Ci sono matrici comuni in queste tragedie, condotte simili, addirittura stesse amicizie e legami pericolosi, e gli esiti purtroppo sono assolutamente drammatici.
C’è allora l’urgenza assoluta di disarmare questi giovani e chi li sostiene. E su questo fronte tantissimo stanno facendo le forze dell’ordine e la magistratura. Ma esiste una necessità altrettanto evidente che è quella di sviluppare efficaci percorsi di recupero e rieducazione per intere generazioni di ragazzi e ragazze che vivono quotidianamente bombardati da messaggi fuorvianti, da cui emerge che portare armi ed usarle sia una cosa normale, tanto da indurre alcuni giovanissimi a pensare che il coltello sia ormai un accessorio indispensabile per difendersi.
In tal modo il possesso di armi è diventato giustificato proprio perché si tratterebbe di strumenti atti a difendere e non più ad offendere, come invece anacronisticamente la legge ancora li considererebbe. Sono narrazioni talmente diffuse e propagandate, soprattutto su certi social, da indurre in errore anche giovani rampolli di famiglie perbene.

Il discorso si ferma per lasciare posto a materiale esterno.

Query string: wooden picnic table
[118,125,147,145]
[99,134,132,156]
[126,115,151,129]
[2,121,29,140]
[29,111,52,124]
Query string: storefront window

L’incontro ed il dialogo pluriennale coi ragazzi nelle scuole mi rimandano la stringente necessità di intervenire sui modelli educativi e sul processo di crescita, che sembra ormai disancorato dal binomio responsabilità/punizione.
Di contro, le fortunatamente tante storie di ragazze e ragazzi che ce l’hanno fatta, grazie anche ad un incontro a scuola ed all’attivazione di un processo di riflessione e maturazione di coscienza e consapevolezza, dimostrano l’utilità di percorsi di formazione e apprendimento di esempi positivi.
Quali sono gli esempi che diamo e che modelli trasmettiamo ai nostri figli? Queste sono le domande a cui non possiamo più permetterci di non rispondere.
Il tempo è già scaduto.
L’antimafia oggi è soprattutto questa, perché, come ci ha insegnato Paolo Borsellino, “solo se la gioventù le negherà il consenso, anche la onnipotente e misteriosa mafia svanirà come un incubo”.
Eppure, la gioventù non può farcela da sola senza una consapevole azione di indirizzo da parte di quelli che probabilmente proprio perché già caduti in errore o per averne accusato pesantemente le conseguenze, dovrebbero oggi sentire più stringente il bisogno di agire con tutti i mezzi a disposizione. Sperando che non sia già troppo tardi.